The answer depends upon whether their trust is revocable or irrevocable.
If the trust is irrevocable, then the answer is generally yes. Irrevocable trusts mean just that – they can’t be changed or amended. However, there are some exceptions where, for example, the trustor (the person who creates the trust), trustee (person who carries out the terms of the trust) and all beneficiaries agree in writing to a change or amendment. Sometimes this would require court review and approval.
Since the general rule is that an irrevocable trust is “etched in stone”, the law recognizes the named beneficiaries as having certain rights, including the right to receive a copy of the trust.
Conversely, revocable trusts may be amended or revoked by the person who created the trust (the trustor) and the beneficiaries therefore have no assurance that the trustor won’t later change his or her mind and remove one or more persons as beneficiaries. Since their interest is not “vested”, they have no right to receive a copy of the trust.
However, a revocable trust will become irrevocable when the trustor passes away. Only the trustor (not the “trustee”) has authority to make changes to a revocable trust. When the trustor dies, then the trust becomes “etched in stone”.

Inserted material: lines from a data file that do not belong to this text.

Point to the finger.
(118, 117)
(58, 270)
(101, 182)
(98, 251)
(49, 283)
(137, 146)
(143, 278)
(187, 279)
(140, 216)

A revocable trust may also become irrevocable if the trustor becomes mentally incapacitated and no longer able to understand what a trust is, what assets she or he (and the trust) owns, or who the beneficiaries are (or could be). At this point, a beneficiary could argue that the trustor’s diminished mental capacity will not be reversed and will only progressively get worse, and therefore the trust has become irrevocable and the beneficiary is entitled to receive a copy of the trust.
In rare cases, this is an example of why a trust doesn’t always “avoid probate” or, more accurately, avoid the probate court. A beneficiary desiring to see the trust might petition the court for that right, but may meet strenuous objection from the trustee who doesn’t feel that it’s proper to disclose the terms of the trust. The trustee will argue that the trustor’s diminished mental capacity is not substantial and that future medical treatment and proper medications will improve his/her capacity.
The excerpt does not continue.